ベトナムは19世紀にフランスの侵略によって植民地であったことは有名ですが、第二次世界大戦でフランスがドイツに占領され始めると、そのドイツの同盟国であった日本がベトナムに攻め入りフランスに代わって支配することになりました。ベトナム独立を願う現地の人々は日本軍の力を借りてフランスの勢力を追い出そうとした流れもあり、その後1945年に日本が降伏するとそのままベトナムに残り、独立戦争に加わった日本兵も多かったそうです。というわけで日本人にとっても無関係ではないベトナムの歴史ですが、このベトナム女性博物館は、その激動の時代を生きた女性たちの目線で、歴史を伝えています。 夫や子供を失った母親の中にはベトナム独立のために武器をとってゲリラ戦に参加した女性も多 く、この博物館に入ってすぐの展示ではその女性たちの写真が壁一面に掲示されています。
ゲリラ戦の最中に捕らえられ、獄中から我が子に送った色鮮やかで繊細な刺繍作品は、地球の周りを取り囲むように手を繋いだ子供の柄。戦いに参加していたとはいえその理由や願いは大切な人のためを思ってのことで、そもそもこの独立戦争は他国からの侵略がなければ起きなかったこと。あるべきものを、あるべき姿にそのまま尊重していたら、何も問題などなかった。現在の世界情勢もそうですが、報復の連鎖はいつまでも続き、それが収まるころにはどれだけの犠牲が出るのか。過去を知ればわかるはずなのに本当に悲しいものです。
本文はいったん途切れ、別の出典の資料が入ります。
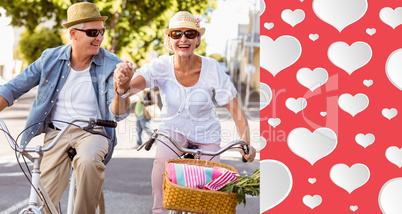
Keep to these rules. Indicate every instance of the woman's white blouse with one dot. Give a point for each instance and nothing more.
(190, 110)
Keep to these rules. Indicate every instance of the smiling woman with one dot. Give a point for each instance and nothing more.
(190, 85)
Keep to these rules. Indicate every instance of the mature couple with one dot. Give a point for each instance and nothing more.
(84, 80)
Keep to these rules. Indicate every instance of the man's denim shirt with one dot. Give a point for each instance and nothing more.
(50, 72)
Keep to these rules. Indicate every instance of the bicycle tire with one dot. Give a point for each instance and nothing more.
(101, 206)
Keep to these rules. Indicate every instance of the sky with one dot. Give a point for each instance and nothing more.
(224, 23)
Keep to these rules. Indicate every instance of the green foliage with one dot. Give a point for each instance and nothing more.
(33, 44)
(134, 27)
(245, 185)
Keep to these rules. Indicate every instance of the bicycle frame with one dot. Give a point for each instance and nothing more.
(196, 152)
(37, 187)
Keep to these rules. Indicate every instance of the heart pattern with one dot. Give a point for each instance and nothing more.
(293, 17)
(312, 201)
(349, 178)
(296, 105)
(312, 146)
(349, 58)
(334, 13)
(279, 54)
(353, 104)
(337, 104)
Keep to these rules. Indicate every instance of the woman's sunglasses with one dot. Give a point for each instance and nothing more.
(92, 32)
(190, 34)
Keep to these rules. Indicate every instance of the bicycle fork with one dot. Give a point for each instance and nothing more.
(36, 188)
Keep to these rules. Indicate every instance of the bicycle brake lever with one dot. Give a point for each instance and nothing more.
(246, 151)
(90, 130)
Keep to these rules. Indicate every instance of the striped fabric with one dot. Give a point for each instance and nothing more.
(200, 177)
(220, 182)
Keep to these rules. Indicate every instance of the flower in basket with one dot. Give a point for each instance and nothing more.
(200, 177)
(244, 185)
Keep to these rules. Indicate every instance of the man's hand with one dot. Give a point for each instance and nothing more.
(251, 154)
(122, 76)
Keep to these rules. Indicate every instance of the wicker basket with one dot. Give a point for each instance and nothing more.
(180, 198)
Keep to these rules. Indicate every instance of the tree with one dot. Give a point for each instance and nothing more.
(134, 27)
(33, 44)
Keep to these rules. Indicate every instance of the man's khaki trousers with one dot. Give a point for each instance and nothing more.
(89, 168)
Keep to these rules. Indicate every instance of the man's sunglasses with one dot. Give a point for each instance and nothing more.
(92, 32)
(190, 34)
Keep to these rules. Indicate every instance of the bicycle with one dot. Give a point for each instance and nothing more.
(38, 196)
(184, 207)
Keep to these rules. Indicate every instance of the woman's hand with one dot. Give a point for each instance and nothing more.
(122, 76)
(251, 153)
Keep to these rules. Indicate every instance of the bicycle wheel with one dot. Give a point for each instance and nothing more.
(101, 206)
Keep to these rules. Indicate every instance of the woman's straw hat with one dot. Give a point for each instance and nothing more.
(184, 19)
(83, 12)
ベトナムは山岳地帯に住む少数民族が54ほど存在し、それぞれがとても美しい文化を持ってます。この女性博物館にもたくさんの民族衣装が展示されており、地域ごとに違う衣装のディティールを細かく見ることができます。
少数民族の衣装はもちろん素敵なのですが、わたしは特にシルバーアクセサリーが大好きで、もともといくつか持っていました。博物館に掲示されているこの女性のように重ねづけも素敵ですが、今回は実生活で取り入れやすいシンプルなタイプを購入。ハノイ中心部の骨董品を扱うお店で見つけました。アルミ製なのでとても軽く、少し曲げられるので首にフィットします。
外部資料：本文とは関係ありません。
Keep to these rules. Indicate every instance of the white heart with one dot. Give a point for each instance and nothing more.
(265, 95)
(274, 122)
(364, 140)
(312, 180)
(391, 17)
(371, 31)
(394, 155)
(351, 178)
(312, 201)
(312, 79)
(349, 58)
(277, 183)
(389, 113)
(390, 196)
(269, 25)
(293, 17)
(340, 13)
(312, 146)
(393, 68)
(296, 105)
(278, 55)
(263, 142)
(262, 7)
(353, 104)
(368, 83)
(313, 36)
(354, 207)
ベトナム女性博物館を見ながら、わたしが20代の頃アーユルヴェーダのドクターが仰っていた言葉を思い出しました。
「歴史上、自分の銅像を作った女性はいません。死んでもなお自分の名前や功績を残したいと思うのは男性のほうであり、女性は今この時が大切で、今を生きている。」 言い回しは少し違いますが、このようなことを仰っていました。 自分の幸せと、大切な人の幸せが何より大切で、それを拡大していくパワーがあるのが女性なのだとしたら、わたしは女性に生まれて本当に良かったと、改めてそう思わせてくれる博物館でした。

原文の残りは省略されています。